Jonathan Silverberg / Flickr

A Venezuela tem umas das políticas de aborto mais restritivas da América Latina, e isso está a fazer com que milhares de mulheres optem por meios menos seguros para interromper a gravidez.

Num país onde os apoios do estado são muito fracos, abortar pode parecer uma missão impossível. As mulheres que o querem fazer de forma legal não conseguem dentro de território nacional, por isso procuram outras opções. Um dos métodos a que mais recorrem está bem perto, mas longe de ser o ideal.

Plataformas como o Facebook Market e MercadoLibre – o principal meio de negócio de comércio eletrónico na América Latina – estão inundadas com milhares de indivíduos informais que vendem pílulas anticoncecionais e misoprostol – droga usada para abortos medicamentosos.

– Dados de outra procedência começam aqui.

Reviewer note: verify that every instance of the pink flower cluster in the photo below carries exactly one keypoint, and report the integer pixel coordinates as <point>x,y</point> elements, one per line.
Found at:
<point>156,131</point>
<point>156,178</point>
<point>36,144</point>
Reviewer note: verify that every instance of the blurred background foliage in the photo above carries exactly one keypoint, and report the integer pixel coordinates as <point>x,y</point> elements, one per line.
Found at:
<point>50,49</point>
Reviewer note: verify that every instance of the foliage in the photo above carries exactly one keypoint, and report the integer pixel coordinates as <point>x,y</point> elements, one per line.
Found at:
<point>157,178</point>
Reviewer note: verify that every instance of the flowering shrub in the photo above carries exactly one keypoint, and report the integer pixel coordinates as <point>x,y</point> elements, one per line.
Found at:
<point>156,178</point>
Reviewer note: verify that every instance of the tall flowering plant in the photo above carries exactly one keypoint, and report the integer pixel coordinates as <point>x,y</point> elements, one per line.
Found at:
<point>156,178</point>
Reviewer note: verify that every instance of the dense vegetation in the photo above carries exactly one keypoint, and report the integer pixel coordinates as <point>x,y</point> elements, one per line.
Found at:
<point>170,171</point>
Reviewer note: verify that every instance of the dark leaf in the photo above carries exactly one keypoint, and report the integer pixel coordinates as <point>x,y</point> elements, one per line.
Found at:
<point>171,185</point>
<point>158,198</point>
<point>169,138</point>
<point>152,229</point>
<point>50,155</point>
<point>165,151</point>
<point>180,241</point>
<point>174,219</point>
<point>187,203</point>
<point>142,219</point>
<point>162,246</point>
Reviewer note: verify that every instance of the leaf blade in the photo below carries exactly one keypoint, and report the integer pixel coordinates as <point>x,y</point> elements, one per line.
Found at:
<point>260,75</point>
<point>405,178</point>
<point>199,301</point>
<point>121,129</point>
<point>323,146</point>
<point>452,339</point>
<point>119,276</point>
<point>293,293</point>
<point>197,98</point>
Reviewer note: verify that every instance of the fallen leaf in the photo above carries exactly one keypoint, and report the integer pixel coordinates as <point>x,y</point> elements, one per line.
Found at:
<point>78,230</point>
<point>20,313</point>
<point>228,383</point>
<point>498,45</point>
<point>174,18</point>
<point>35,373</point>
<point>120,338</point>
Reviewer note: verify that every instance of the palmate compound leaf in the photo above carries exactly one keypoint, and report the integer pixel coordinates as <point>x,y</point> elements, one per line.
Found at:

Os produtos também são divulgados em redes sociais como o Instagram e Twitter.

Segundo o The Guardian, as redes sociais são o espaço perfeito para os golpistas que fingem ser médicos, enfermeiros ou farmacêuticos e que lucram com o desespero e a falta de informação de milhares de mulheres.

Um exemplo do desespero é Sofia. Com apenas 20 anos, também tentou abortar através de medicamentos comprados na internet. Conta que pagou 200 dólares por seis comprimidos, mas eram falsos. A venezuelana, que foi abandonada pelo namorado e pela família, referiu que não tinha dinheiro para comprar mais comprimidos.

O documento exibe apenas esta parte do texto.